Krankheitsverläufe akuter myeloischer Leukämien (AML) lassen sich offenbar anhand der Gensignatur leukämischer Stammzellen prognostizieren. Das haben jetzt Forscher um Professor Christian Buske, Direktor des Instituts für Experimentelle Tumorforschung am Ulmer Universitätsklinikum, herausgefunden. Untersuchungen, bei denen Mäusen menschliche Leukämiezellen eingesetzt wurden, hatten gezeigt, dass akute myeloische Leukämien nach zellulären Hierarchien organisiert sind. Dabei ist nur ein kleiner Teil der Leukämiezellen für das Fortschreiten der Krebserkrankung verantwortlich - so genannte leukämische Stammzellen (Krebsstammzellmodell).
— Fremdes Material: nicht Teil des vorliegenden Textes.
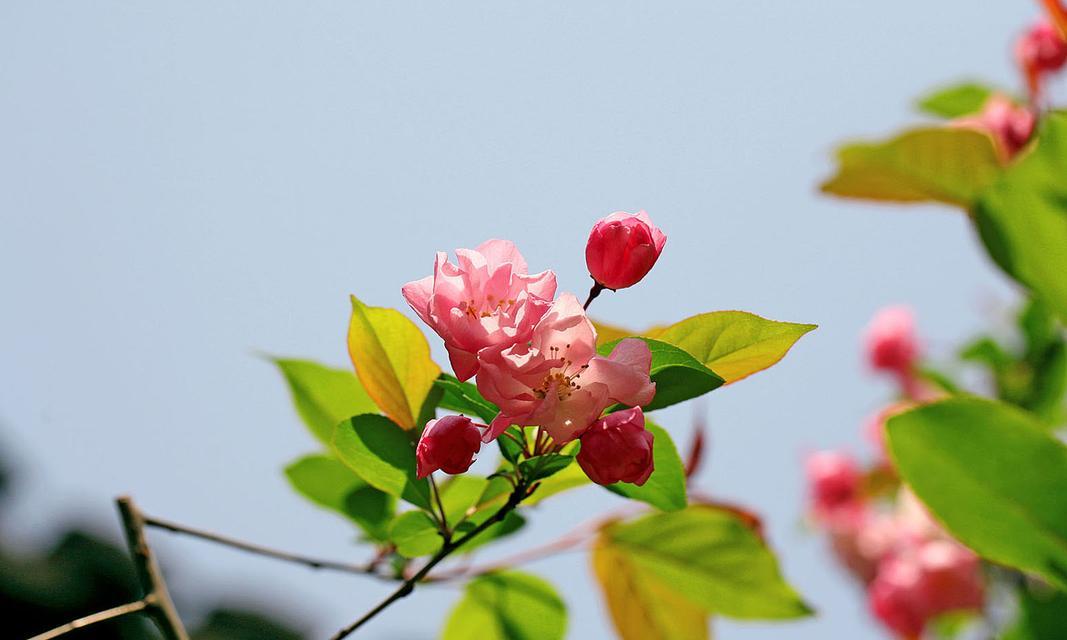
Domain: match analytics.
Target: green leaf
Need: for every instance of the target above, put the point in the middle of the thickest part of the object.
(642, 607)
(986, 351)
(665, 489)
(956, 100)
(381, 453)
(992, 477)
(1042, 616)
(508, 606)
(329, 483)
(415, 534)
(510, 449)
(543, 466)
(460, 495)
(1022, 218)
(733, 344)
(713, 559)
(946, 164)
(464, 398)
(392, 360)
(609, 333)
(511, 524)
(323, 396)
(679, 377)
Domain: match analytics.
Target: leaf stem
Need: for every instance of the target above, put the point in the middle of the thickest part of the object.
(366, 569)
(445, 531)
(93, 619)
(516, 496)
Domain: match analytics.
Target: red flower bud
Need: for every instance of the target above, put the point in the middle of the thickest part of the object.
(618, 448)
(448, 444)
(622, 249)
(833, 482)
(1040, 51)
(891, 341)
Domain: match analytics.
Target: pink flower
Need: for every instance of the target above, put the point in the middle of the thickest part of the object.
(1039, 52)
(891, 341)
(1009, 126)
(448, 444)
(618, 448)
(622, 249)
(555, 379)
(920, 582)
(833, 482)
(486, 300)
(897, 596)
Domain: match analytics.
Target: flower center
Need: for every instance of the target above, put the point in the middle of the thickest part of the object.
(559, 378)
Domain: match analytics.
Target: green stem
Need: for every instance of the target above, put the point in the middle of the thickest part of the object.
(516, 496)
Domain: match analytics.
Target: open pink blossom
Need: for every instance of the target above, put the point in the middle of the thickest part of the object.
(618, 448)
(1010, 126)
(622, 249)
(448, 444)
(1040, 51)
(555, 380)
(833, 482)
(487, 299)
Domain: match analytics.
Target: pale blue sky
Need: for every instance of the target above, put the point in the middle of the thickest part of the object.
(184, 185)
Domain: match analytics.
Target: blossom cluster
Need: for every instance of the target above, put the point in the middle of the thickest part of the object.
(911, 569)
(1040, 52)
(534, 354)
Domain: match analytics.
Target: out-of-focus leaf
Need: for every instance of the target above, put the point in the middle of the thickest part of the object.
(383, 456)
(460, 495)
(665, 489)
(1038, 325)
(733, 344)
(508, 606)
(415, 534)
(323, 396)
(329, 483)
(1022, 218)
(392, 360)
(464, 398)
(1042, 616)
(714, 559)
(679, 376)
(543, 466)
(956, 100)
(641, 606)
(986, 351)
(946, 164)
(992, 476)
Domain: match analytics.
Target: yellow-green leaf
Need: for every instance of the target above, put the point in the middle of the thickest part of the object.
(323, 396)
(609, 333)
(946, 164)
(641, 606)
(392, 360)
(733, 344)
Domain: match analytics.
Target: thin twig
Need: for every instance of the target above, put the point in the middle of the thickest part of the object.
(159, 606)
(593, 292)
(366, 569)
(445, 531)
(93, 619)
(516, 496)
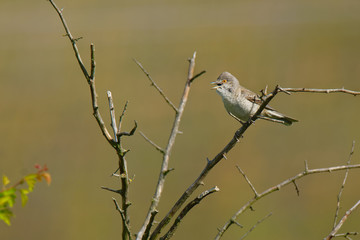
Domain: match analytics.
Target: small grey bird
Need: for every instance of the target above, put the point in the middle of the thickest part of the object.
(242, 103)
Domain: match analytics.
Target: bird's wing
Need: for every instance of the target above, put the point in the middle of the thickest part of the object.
(253, 97)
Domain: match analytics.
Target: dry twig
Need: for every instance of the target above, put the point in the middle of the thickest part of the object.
(186, 210)
(315, 90)
(277, 188)
(114, 142)
(341, 222)
(255, 225)
(165, 163)
(210, 164)
(153, 83)
(343, 185)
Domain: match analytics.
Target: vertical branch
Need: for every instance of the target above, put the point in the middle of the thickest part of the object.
(165, 163)
(343, 185)
(112, 115)
(210, 164)
(341, 222)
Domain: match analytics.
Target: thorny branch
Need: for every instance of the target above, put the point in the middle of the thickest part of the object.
(210, 164)
(277, 188)
(115, 141)
(153, 83)
(186, 209)
(341, 222)
(256, 224)
(165, 163)
(343, 185)
(315, 90)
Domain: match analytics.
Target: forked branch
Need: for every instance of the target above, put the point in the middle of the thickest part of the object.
(277, 188)
(115, 141)
(166, 155)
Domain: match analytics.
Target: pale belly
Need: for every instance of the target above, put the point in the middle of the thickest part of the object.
(242, 109)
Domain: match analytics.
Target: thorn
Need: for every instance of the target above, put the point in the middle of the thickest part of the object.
(306, 166)
(77, 39)
(125, 152)
(169, 170)
(236, 223)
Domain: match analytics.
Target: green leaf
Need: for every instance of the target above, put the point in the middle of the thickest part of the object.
(7, 198)
(6, 180)
(5, 215)
(24, 196)
(31, 180)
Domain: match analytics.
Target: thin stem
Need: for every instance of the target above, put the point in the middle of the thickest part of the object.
(277, 188)
(165, 163)
(153, 83)
(186, 210)
(341, 222)
(343, 185)
(315, 90)
(210, 164)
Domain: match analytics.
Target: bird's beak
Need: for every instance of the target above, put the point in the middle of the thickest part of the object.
(214, 87)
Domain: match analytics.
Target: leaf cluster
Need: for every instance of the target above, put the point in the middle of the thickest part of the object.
(8, 193)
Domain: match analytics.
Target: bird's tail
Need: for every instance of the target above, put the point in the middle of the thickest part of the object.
(274, 116)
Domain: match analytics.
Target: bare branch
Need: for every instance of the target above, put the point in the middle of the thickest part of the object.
(152, 143)
(112, 115)
(343, 219)
(277, 188)
(166, 155)
(112, 190)
(120, 134)
(153, 83)
(121, 117)
(148, 228)
(90, 78)
(256, 224)
(185, 211)
(122, 217)
(248, 181)
(314, 90)
(210, 164)
(343, 185)
(197, 75)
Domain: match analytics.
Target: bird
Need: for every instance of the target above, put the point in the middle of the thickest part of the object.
(241, 103)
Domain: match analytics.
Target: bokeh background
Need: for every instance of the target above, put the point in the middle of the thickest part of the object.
(46, 116)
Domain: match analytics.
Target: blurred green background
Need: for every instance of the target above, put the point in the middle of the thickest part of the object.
(46, 116)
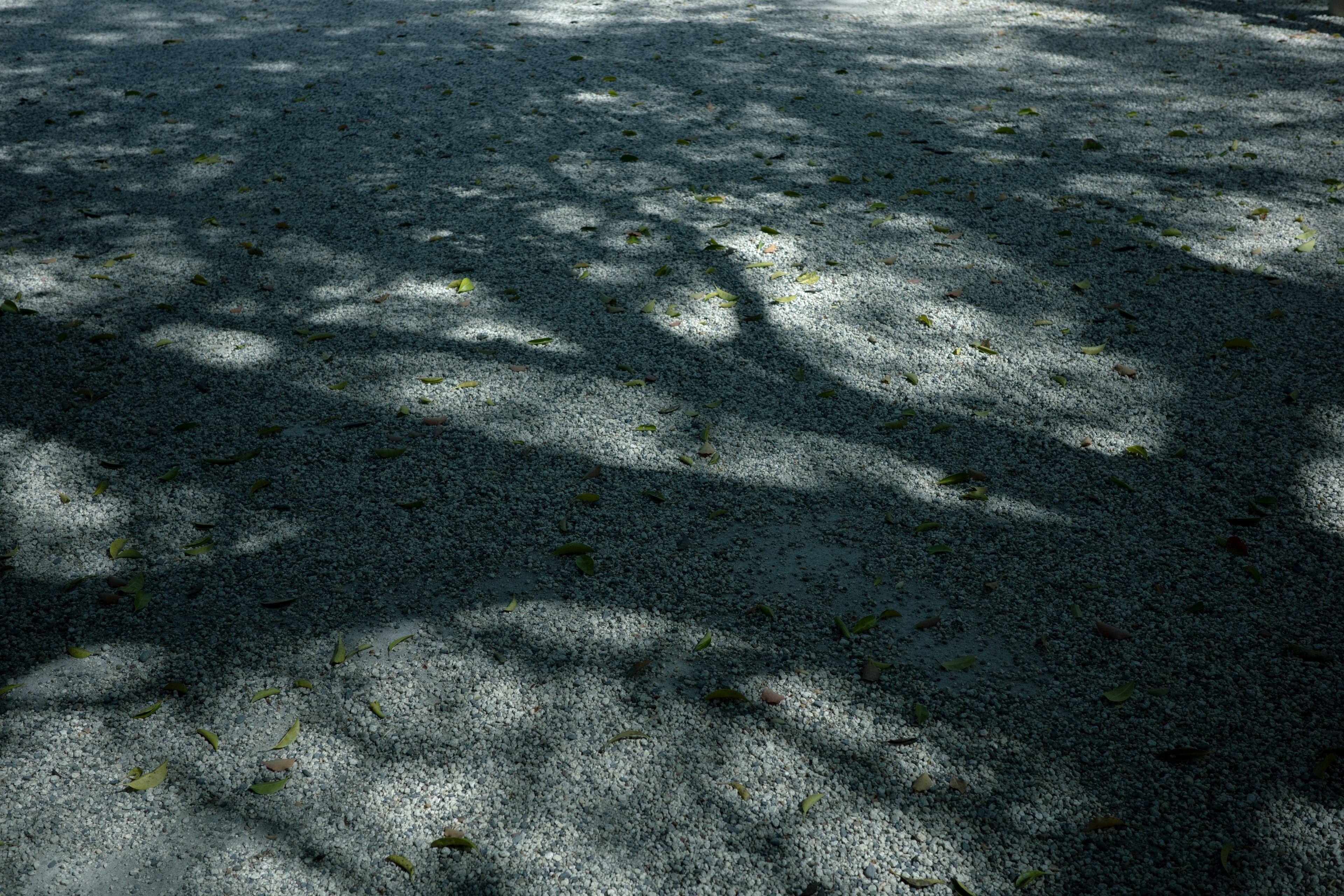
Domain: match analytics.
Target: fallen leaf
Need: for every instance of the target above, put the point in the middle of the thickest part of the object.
(1121, 694)
(1108, 630)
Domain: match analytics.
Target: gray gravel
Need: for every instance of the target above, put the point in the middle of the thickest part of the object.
(200, 192)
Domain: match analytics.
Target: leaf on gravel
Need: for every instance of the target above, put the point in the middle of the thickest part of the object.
(152, 780)
(289, 738)
(1108, 630)
(455, 843)
(1308, 653)
(1121, 694)
(630, 734)
(148, 711)
(960, 664)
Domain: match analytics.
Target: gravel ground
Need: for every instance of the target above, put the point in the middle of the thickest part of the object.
(858, 249)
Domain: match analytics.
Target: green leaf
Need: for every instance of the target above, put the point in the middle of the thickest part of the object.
(455, 843)
(148, 711)
(267, 788)
(865, 625)
(291, 737)
(1121, 694)
(152, 780)
(630, 734)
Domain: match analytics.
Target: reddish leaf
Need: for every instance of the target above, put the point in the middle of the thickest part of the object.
(1112, 632)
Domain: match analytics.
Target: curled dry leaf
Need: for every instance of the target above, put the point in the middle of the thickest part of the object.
(1108, 630)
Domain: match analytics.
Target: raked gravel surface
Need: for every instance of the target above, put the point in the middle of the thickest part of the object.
(240, 226)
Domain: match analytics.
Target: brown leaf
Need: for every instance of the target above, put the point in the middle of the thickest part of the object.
(1108, 630)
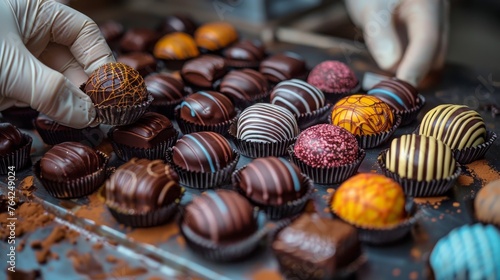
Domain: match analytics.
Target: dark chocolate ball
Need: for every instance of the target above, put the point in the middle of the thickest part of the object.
(147, 132)
(246, 84)
(207, 107)
(10, 138)
(204, 151)
(326, 145)
(142, 185)
(297, 96)
(116, 84)
(221, 216)
(272, 181)
(68, 161)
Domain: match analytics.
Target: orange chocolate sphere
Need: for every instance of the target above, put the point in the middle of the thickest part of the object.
(176, 45)
(362, 115)
(215, 35)
(369, 200)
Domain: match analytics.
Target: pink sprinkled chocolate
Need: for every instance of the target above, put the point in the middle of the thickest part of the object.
(326, 145)
(333, 77)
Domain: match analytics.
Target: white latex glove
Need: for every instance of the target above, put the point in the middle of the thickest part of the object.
(47, 50)
(408, 37)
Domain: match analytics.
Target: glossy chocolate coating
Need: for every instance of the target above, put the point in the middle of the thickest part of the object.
(177, 23)
(116, 84)
(207, 107)
(147, 132)
(457, 126)
(297, 96)
(68, 161)
(143, 62)
(10, 138)
(324, 245)
(204, 151)
(264, 122)
(283, 66)
(221, 216)
(398, 94)
(139, 40)
(246, 84)
(204, 71)
(142, 185)
(272, 181)
(165, 88)
(215, 35)
(420, 157)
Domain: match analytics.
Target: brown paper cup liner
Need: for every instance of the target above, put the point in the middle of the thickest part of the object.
(190, 127)
(416, 188)
(19, 159)
(78, 187)
(122, 115)
(126, 153)
(374, 140)
(327, 175)
(203, 180)
(228, 252)
(468, 155)
(277, 212)
(408, 116)
(259, 149)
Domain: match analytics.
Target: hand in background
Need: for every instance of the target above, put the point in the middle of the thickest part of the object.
(47, 50)
(408, 37)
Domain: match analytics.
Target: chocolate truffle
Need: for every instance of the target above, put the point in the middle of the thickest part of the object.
(204, 151)
(297, 96)
(370, 200)
(398, 94)
(207, 107)
(139, 40)
(362, 115)
(141, 186)
(420, 158)
(215, 35)
(177, 23)
(204, 71)
(283, 66)
(333, 77)
(176, 46)
(316, 247)
(326, 145)
(467, 252)
(263, 122)
(143, 62)
(116, 84)
(487, 203)
(457, 126)
(221, 216)
(147, 132)
(165, 88)
(244, 85)
(68, 161)
(272, 181)
(10, 138)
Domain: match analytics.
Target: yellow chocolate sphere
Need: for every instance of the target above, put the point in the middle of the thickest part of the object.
(369, 200)
(362, 114)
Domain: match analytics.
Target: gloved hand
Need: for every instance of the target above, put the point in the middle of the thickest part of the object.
(408, 37)
(47, 50)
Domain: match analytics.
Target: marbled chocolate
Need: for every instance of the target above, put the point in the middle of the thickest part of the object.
(420, 158)
(457, 126)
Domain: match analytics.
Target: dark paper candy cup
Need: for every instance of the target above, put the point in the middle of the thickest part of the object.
(327, 175)
(78, 187)
(416, 188)
(18, 159)
(203, 180)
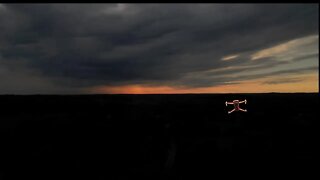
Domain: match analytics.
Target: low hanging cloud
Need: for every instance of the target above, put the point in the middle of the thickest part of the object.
(75, 46)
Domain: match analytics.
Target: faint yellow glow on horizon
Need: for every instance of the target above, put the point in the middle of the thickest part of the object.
(309, 83)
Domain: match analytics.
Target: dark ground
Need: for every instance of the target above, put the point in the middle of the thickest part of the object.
(157, 136)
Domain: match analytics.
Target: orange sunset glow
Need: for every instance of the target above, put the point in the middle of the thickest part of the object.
(310, 84)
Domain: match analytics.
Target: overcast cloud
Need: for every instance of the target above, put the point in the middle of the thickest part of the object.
(62, 48)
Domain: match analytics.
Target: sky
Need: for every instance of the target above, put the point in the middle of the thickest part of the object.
(158, 48)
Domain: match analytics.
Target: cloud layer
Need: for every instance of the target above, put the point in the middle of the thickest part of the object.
(67, 47)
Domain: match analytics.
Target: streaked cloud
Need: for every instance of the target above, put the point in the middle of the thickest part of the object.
(288, 48)
(231, 57)
(67, 48)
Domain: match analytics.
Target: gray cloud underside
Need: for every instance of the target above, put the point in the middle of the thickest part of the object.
(106, 44)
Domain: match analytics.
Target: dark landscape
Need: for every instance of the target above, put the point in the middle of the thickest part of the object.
(156, 136)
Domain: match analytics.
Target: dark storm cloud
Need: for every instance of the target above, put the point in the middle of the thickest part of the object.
(80, 45)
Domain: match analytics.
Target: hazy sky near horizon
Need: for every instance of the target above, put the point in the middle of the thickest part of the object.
(158, 48)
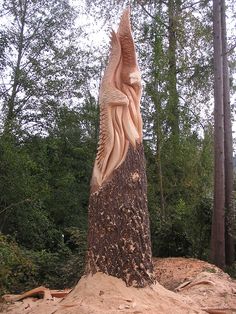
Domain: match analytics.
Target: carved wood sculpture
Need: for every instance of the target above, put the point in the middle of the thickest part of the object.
(119, 235)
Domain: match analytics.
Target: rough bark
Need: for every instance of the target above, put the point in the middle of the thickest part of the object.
(228, 146)
(218, 219)
(173, 119)
(119, 234)
(9, 120)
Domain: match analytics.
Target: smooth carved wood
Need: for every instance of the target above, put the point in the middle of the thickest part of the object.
(120, 92)
(119, 233)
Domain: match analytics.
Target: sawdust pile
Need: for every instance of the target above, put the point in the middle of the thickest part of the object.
(197, 287)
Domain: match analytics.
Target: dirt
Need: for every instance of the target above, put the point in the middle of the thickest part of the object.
(184, 286)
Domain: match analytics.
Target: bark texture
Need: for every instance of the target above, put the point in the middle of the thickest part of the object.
(229, 173)
(119, 234)
(218, 219)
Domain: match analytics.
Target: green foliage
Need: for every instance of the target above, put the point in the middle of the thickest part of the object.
(22, 269)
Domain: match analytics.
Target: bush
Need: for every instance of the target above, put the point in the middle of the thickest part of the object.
(22, 269)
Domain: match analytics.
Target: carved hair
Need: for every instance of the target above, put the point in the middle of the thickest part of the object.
(119, 98)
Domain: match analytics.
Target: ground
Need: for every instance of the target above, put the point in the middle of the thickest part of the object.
(184, 286)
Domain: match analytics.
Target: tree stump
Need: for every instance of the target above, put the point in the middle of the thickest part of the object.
(119, 234)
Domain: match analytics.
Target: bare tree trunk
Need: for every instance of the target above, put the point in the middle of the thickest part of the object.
(119, 236)
(218, 219)
(173, 118)
(228, 146)
(9, 120)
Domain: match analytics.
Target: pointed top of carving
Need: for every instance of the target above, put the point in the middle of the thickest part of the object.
(127, 43)
(114, 58)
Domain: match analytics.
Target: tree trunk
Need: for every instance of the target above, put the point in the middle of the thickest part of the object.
(218, 219)
(173, 114)
(228, 146)
(9, 120)
(119, 235)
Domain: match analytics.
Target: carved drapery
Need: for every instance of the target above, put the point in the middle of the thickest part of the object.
(119, 98)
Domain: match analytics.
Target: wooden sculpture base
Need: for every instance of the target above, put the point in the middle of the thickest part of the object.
(119, 234)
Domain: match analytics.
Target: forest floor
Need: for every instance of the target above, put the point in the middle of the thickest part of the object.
(184, 286)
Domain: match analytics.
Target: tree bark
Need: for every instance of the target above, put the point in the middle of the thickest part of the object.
(228, 146)
(218, 219)
(119, 234)
(9, 120)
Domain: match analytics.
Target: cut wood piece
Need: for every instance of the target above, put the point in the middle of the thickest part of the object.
(39, 292)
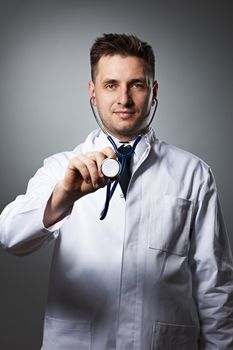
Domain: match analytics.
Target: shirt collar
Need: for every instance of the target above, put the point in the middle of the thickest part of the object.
(147, 140)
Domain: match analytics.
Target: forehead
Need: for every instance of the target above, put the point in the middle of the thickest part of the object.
(120, 67)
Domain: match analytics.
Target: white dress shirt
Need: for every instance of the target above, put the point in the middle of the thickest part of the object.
(155, 274)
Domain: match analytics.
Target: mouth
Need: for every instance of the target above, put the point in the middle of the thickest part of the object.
(123, 113)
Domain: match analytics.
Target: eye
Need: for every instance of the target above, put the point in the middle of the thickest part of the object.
(110, 86)
(138, 85)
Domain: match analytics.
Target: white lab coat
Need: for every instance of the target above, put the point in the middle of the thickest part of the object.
(155, 274)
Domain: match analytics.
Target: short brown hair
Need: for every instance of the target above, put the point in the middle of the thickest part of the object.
(124, 45)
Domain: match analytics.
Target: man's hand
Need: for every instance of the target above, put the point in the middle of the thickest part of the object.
(83, 175)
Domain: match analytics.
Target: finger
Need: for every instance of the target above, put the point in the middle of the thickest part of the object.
(109, 152)
(77, 165)
(93, 170)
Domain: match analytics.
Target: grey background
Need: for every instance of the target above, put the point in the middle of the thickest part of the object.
(44, 108)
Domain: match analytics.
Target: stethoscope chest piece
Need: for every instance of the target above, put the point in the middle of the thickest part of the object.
(110, 167)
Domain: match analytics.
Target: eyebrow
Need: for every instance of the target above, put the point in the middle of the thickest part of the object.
(132, 81)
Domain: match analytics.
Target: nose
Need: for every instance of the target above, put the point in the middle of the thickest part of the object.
(124, 97)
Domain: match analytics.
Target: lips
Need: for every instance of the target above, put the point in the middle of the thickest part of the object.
(124, 113)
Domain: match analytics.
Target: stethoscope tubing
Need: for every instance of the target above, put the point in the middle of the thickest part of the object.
(111, 185)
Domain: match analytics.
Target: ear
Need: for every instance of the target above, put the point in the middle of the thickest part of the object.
(155, 89)
(91, 90)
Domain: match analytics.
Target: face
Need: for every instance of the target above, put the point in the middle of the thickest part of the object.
(123, 92)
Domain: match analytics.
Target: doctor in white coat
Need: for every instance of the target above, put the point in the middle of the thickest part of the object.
(157, 272)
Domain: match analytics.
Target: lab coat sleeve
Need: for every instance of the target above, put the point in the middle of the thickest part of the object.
(21, 222)
(212, 271)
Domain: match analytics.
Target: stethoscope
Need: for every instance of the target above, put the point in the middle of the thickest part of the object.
(111, 167)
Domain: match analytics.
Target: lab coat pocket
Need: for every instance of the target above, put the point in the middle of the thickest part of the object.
(66, 335)
(169, 225)
(173, 336)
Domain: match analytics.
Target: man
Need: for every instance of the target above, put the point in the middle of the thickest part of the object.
(157, 272)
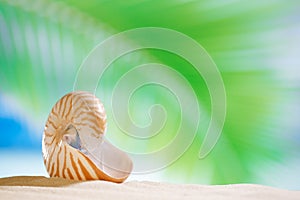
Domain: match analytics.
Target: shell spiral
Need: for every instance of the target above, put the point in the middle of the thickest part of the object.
(73, 142)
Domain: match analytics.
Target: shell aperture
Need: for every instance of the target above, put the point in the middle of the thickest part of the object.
(74, 146)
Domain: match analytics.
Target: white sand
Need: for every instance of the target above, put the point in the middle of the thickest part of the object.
(42, 188)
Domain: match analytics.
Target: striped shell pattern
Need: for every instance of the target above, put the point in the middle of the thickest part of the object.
(74, 146)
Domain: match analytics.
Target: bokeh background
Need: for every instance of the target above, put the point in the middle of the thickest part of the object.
(255, 45)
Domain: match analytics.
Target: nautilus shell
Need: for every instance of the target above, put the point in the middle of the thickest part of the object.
(74, 146)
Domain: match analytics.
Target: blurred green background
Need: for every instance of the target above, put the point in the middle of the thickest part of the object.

In ihrem Beitrag „Stem Cell Gene Expression Programs Influence Clinical Outcome in Human Leukemia”, der jetzt in der renommierten Fachzeitschrift „Nature Medicine“ erschienen ist, weist ein internationales Forschungsteam unter Beteiligung von Buske und Wissenschaftlern der Ludwig-Maximilians-Universität München sowie nordamerikanischer und japanischer Forschungseinrichtungen erstmals nach, dass die Gensignatur menschlicher Leukämiestammzellen die Prognose von Patienten mit AML erheblich beeinflussen kann.
Bei ihren Untersuchungen sind die Wissenschaftler in drei Schritten vorgegangen: Zunächst haben sie Proben von Leukämiepatienten in spezielle Mäuse transplantiert und Zellen isoliert, die für das Wachstum der menschlichen Leukämiezellen in der Maus verantwortlich waren.
In einem weiteren Schritt konnten die Forscher globale Genexpressionsprofile dieser funktionell identifizierten leukämischen Stammzellen erstellen und mit dem Genexpressionsprofil gesunder Blutstammzellen vergleichen. Mit Hilfe bioinformatischer Verfahren ist letztlich eine Gensignatur leukämischer Stammzellen erarbeitet worden. Der Nachweis dieser Signatur beim Patienten hängt in hohem Maße mit der individuellen Prognose zusammen. Somit haben die Forscher die klinische Relevanz des zuvor in Mäusen nachgewiesenen Krebsstammzellmodells bei AML-Patienten belegt.
Die Identifikation der Gensignatur und zugrunde liegender molekularer Mechanismen könnte ein Meilenstein auf dem Weg zur individuellen Krebstherapie sein. Möglicherweise gibt der Nachweis leukämischer Stammzellen Hinweise darauf, ob bei einem Patienten die Standardtherapie ausreicht, oder ob eine intensivere Behandlung, etwa in Form einer Stammzelltransplantation, nötig wird. Die Bekämpfung der leukämischen Stammzellen selbst könnte zudem ein neuer Ansatz in der Krebstherapie sein. „In einem nächsten Schritt werden wir in laufenden Studien die Bedeutung der Gensignatur leukämischer Stammzellen bei Ulmer AML-Patienten überprüfen“, erläutert Christian Buske. In experimentellen Tumormodellen wollen die Wissenschaftler zudem untersuchen, welche Rolle in der Signatur identifizierte Leukämiegene für Krankheitsentstehung und –verlauf spielen.
Die Forschergruppe wurde vom Bundesministerium für Bildung und Forschung (BMBF) sowie von der Deutschen Forschungsgemeinschaft (DFG) unterstützt. Weitere Mittel wurden von kanadischen und japanischen Förderern beigesteuert.
Kolja Eppert, KatsutoTakenaka, Eric R. Lechman, Levi Waldron, Björn Nilsson, Peter van Galen, Klaus H. Metzeler, Armando Poeppl, Vicki Ling, Joseph Beyene, Angelo J. Canty, Jayne S. Danska, Stefan K. Bohlander, Christian Buske, Mark D. Minden, Todd R. Golub, Igor Jurisica, Benjamin L. Ebert & John E. Dick:"Stem cell gene expression programs influence clinical outcome in human leukemia". Nature Medicine. Vol. 17. Issue 9. DOI 10.1038/nm.2415.